Un consentement perverti par l’erreur ne forme donc pas un contrat valable.

C’est ainsi que l’article 1110 du Code civil dispose que « l’erreur n’est une cause de nullité de la convention que lorsqu’elle tombe sur la substance même de la chose qui en est l’objet. »

Le vendeur peut-il poursuivre la nullité de la vente pour erreur substantielle sur le prix ?

L’état du bien, sa fonctionnalité ou son statut urbanistique sont sans doute des éléments déterminants pour l’acheteur, puisqu’ils conditionnent l’usage possible du bien, mais pas pour le vendeur qui, justement, s’en défait.

La motivation du vendeur s’arrête souvent au prix ou du moins à l’intérêt de transformer en argent un bien coûteux ou peu liquide.

Une appréciation maladroite de la valeur du bien, lors de la fixation du prix, est-elle un élément substantiel ?

La jurisprudence est réticente a reconnaître une erreur substantielle dans le prix.

En effet, l’erreur doit porter sur la substance de la chose.

Par ailleurs, l’erreur doit être commune ce qui signifie qu’elle doit porter sur un élément entré dans le champ contractuel (Cass., 23 janvier 2014, rôle n° C.13.0114.N, www.juridat.be).

Or la composition du prix relève d’éléments propres au vendeur.

D’après le Prof.
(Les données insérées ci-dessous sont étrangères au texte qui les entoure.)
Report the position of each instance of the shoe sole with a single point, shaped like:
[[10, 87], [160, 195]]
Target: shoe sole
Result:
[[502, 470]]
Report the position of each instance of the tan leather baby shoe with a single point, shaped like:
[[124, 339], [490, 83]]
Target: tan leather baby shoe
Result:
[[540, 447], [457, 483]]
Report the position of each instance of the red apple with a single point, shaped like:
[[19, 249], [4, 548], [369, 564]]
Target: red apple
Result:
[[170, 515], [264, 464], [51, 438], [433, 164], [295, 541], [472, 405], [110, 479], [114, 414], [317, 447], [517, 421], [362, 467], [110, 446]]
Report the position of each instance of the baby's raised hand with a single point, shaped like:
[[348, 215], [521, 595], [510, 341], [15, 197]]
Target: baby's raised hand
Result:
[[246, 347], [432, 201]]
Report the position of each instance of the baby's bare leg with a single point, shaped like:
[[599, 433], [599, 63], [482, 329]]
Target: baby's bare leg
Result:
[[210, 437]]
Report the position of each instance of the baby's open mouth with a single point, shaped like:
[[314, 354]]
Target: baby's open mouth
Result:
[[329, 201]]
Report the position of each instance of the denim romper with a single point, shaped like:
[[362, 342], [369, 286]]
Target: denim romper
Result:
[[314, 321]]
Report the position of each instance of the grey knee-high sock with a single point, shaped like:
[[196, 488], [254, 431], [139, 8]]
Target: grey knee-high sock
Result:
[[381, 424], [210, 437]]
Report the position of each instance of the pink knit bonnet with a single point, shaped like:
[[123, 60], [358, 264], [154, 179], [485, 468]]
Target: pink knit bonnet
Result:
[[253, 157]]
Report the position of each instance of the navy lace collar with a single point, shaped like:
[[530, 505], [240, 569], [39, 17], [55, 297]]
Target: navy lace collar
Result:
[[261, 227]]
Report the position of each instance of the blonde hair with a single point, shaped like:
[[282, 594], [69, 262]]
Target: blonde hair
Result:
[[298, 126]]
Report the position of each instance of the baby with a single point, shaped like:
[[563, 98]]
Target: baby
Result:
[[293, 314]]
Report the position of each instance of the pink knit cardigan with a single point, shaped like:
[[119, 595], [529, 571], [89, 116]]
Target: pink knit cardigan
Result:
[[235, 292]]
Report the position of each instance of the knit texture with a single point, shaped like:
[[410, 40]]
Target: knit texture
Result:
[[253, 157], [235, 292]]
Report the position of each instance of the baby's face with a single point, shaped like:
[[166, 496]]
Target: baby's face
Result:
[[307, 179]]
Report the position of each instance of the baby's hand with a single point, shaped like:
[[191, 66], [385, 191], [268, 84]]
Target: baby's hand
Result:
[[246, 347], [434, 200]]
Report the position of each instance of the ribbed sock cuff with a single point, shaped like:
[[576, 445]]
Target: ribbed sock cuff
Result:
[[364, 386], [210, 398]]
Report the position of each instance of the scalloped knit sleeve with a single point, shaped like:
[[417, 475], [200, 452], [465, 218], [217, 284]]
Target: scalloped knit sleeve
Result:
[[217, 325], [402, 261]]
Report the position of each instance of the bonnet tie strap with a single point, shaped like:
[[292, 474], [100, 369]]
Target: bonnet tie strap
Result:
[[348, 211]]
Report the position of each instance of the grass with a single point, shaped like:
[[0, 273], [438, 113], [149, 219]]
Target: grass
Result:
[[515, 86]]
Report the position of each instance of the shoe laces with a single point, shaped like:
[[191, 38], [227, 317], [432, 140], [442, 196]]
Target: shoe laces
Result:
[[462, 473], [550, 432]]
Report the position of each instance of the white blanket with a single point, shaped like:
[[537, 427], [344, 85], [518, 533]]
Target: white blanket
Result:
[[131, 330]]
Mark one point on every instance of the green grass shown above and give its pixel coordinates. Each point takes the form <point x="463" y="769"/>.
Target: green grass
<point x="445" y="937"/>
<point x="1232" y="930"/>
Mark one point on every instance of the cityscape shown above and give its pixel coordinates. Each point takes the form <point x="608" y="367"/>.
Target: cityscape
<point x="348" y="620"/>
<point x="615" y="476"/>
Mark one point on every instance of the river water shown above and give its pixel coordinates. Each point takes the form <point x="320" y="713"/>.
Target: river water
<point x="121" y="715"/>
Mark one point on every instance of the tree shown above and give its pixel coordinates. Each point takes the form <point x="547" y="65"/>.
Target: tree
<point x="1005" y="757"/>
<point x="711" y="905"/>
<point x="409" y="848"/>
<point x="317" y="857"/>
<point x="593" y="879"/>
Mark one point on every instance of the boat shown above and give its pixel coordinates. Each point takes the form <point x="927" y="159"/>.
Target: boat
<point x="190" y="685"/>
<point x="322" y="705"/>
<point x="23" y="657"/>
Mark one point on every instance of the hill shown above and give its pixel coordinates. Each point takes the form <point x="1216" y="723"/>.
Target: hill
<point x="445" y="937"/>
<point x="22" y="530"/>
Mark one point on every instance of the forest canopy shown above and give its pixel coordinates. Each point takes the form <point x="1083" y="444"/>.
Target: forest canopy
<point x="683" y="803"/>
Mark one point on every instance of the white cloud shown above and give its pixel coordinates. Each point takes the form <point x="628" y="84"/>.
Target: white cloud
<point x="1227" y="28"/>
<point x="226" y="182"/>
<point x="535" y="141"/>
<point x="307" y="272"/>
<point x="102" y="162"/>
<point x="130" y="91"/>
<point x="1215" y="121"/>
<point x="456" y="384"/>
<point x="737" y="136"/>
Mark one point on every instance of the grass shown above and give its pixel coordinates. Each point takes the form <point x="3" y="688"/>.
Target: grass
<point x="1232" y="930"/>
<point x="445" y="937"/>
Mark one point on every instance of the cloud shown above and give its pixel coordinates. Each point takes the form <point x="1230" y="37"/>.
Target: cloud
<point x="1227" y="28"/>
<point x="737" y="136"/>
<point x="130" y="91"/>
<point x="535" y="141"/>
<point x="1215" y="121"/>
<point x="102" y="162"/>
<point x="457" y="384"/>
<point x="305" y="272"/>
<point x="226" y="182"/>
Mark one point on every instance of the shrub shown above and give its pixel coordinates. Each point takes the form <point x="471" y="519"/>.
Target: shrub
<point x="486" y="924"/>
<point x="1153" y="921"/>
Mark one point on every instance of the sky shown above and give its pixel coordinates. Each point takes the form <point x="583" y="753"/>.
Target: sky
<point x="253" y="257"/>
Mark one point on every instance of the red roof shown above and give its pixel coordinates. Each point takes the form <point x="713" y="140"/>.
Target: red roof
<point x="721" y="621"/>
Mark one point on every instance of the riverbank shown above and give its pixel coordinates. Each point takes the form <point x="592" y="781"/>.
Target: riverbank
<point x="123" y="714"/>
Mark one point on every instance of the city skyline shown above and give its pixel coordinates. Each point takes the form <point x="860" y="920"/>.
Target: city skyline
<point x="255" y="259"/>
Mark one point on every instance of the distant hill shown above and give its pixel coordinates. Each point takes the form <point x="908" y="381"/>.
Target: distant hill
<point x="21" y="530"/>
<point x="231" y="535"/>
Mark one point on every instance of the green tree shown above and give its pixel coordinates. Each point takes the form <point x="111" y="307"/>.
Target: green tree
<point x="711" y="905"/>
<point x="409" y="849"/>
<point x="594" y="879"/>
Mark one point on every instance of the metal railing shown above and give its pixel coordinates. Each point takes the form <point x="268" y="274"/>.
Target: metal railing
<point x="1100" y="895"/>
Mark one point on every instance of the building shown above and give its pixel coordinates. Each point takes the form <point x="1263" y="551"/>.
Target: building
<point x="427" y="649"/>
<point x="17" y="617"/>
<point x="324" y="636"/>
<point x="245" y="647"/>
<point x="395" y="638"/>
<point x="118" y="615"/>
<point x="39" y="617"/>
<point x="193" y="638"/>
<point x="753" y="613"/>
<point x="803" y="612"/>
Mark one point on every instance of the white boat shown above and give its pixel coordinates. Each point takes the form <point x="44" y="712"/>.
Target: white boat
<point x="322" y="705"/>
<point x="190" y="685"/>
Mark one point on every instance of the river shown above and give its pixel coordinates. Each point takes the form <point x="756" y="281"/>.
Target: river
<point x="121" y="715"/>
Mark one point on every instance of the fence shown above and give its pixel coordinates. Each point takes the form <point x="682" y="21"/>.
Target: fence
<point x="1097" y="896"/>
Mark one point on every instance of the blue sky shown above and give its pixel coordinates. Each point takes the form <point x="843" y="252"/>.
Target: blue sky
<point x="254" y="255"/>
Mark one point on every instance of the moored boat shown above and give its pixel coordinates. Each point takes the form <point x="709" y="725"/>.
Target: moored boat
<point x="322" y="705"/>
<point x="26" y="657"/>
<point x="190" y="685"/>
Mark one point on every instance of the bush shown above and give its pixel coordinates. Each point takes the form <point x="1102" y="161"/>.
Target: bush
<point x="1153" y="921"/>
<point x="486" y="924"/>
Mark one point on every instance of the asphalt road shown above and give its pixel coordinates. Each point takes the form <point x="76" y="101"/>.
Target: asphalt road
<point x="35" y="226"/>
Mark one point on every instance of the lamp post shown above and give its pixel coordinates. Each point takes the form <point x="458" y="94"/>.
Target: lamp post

P. Van Ommeslaghe, l’erreur sur la valeur de la chose n’est pas susceptible d’entraîner l’annulation d’une convention par application de l’article 1110 du Code civil, à défaut d’être substantielle (« Droit des obligation », T. I, Bruylant, Bruxelles, 2010, pp. 236 et 243).

Le Prof. Wéry parle, lui, d’erreur indifférentes.

Pour cet auteur , l’erreur sur la valeur ou sur le prix n’est pas prise en considération comme cause de nullité ; en effet, la lésion ne vicie point les conventions sauf le dispositif spécifique de la lésion énorme (art. 1674 du Code civil) ou la lésion qualifiée qui est une variante du dol et non de l’erreur.

Il en va cependant autrement lorsque l’erreur sur le prix est la conséquence d’une erreur sur la substance de la chose (P. Wéry, « Droit des obligations », vol. 1, Larcier, Bruxelles, 2010, p. 224).

En ce cas, on retrouve le concept d’erreur sur la chose, pour autant qu’elle soit substantielle.